In their very first Big 12 meeting with Baylor, the Mountaineers surrendered nine touchdowns alone in a wild 70-63 win over the Bears. Though West Virginia survived, the game foreshadowed tough times ahead for a young defense. But it was also the first brick in the construction of the defense Holgorsen always envisioned having. Freshmen such as Karl Joseph, Nick Kwiatkoski and K.J. Dillon were thrown into the fire that afternoon.

Three years later, they’re the backbone of the Big 12’s most experienced defense.

“We’ve been through the ups and downs,” said Joseph, who is on track to break West Virginia's defensive record for career starts. “We finally know how to win in the Big 12 now.”

The Mountaineers finally have the defensive players they need to win, too.

Joseph is on the short list of Big 12 Defensive Player of the Year candidates and has popped off enough opposing helmets to cement his standing as the hardest hitter in the league. He was second among Big 12 defensive backs in tackles last year and first in forced fumbles.

“He sets the tone for us everywhere, from the weight room to team meetings to practice. He’s the kind of guy everyone dreams about coaching,” Gibson said. “He wants to be great and does whatever it takes. His whole attitude is as good as I’ve ever seen it.”

If Joseph is the Batman of the West Virginia defense, Kwiatkoski is the Robin.

A three-year starter, Kwiatkoski leads all returning Big 12 defenders with 71 solo tackles, and, like Joseph, was a preseason All-Big 12 pick.

“I think he’s as good as there is in the country,” Gibson said. “The year he had was unbelievable. He’s not flashy, but the way he grades out -- people don’t see it, but he makes things happen for the people around him.”

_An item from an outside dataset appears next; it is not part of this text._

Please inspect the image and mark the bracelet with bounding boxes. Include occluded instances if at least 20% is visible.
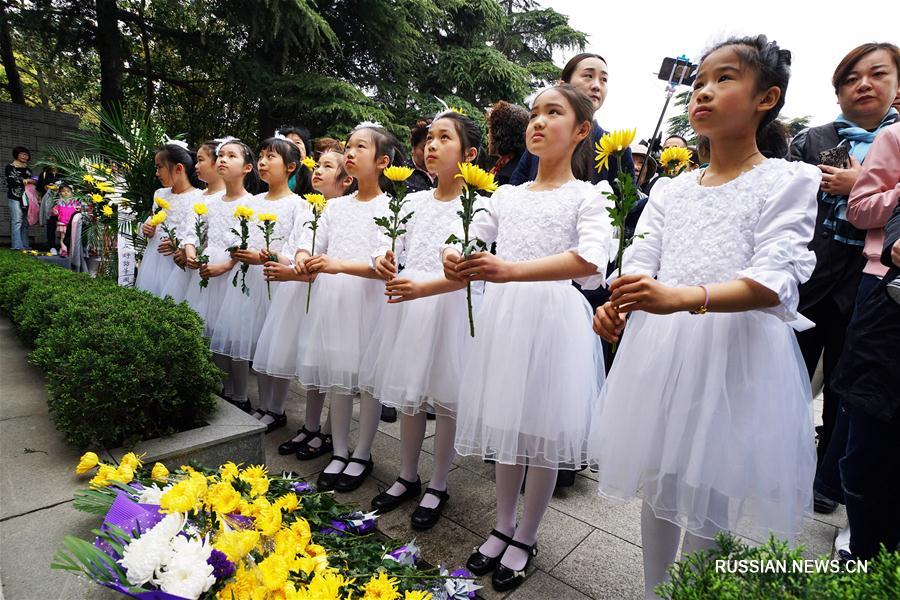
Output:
[691,285,709,315]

The Mountaineers have the supporting pieces around Joseph and Kwiatkoski, too. Free safety Dravon Askew-Henry was a freshman All-American last year. Dillon has found a home in the “spur,” a hybrid safety and outside linebacker. Junior cornerback Daryl Worley has been a starter since his true freshman season.

And this season, the Mountaineers will welcome back 2013 starter Jared Barber, who missed last season with a torn ACL but is expected to fill a big role again at inside linebacker.

“He’s like our quarterback,” Gibson said of Barber, who donned a headset during games last year, serving as one of Gibson’s de facto assistants.

Getting the right players, though, has been only half of the equation. Underscoring the tumultuousness of the times, the Mountaineers burned through four defensive coordinators in four years during their Big 12 transition.

But after Keith Patterson bolted for Arizona State, Holgorsen promoted Gibson from safeties coach to coordinator last year. And he brought back the 3-3-5 scheme that defined the Mountaineers during the 2000s, and that fueled a West Virginia run that put them a game away from playing for the 2007 national championship.

“We had to get back to what we did here before to get good again,” said Gibson, who was a West Virginia assistant on those defenses before stints at Michigan, Pitt and Arizona. “From day one, the kids bought in.”

Said Holgorsen, “This all starts with Tony. He has a system he believes in, and he knows how to coach it.”

The payoff could come this season.

The Mountaineers will have to force more turnovers in 2015 (they ranked last in turnovers forced last year). And they’ll have to hold up better against the run.

But they also boast a dynamic secondary, a rugged linebacking corps and a veteran defensive line, as well as experienced depth at every level.

“This is the first year I’m coming back with basically the same defense as the year before,” Kwiatkoski said. “Experience is one of the biggest things you can have in college football.”

The Mountaineers have that, and maybe more.

From his whiteboard list, Gibson asked his defenders to vote for the player they thought had been the best offseason leader. Almost every defender on the list got at least one vote. Half a dozen tallied several.

“Our guys have never had confidence before going into a season,” Gibson said. “They have it now.

“That’s why I believe this is a defense that can be great.”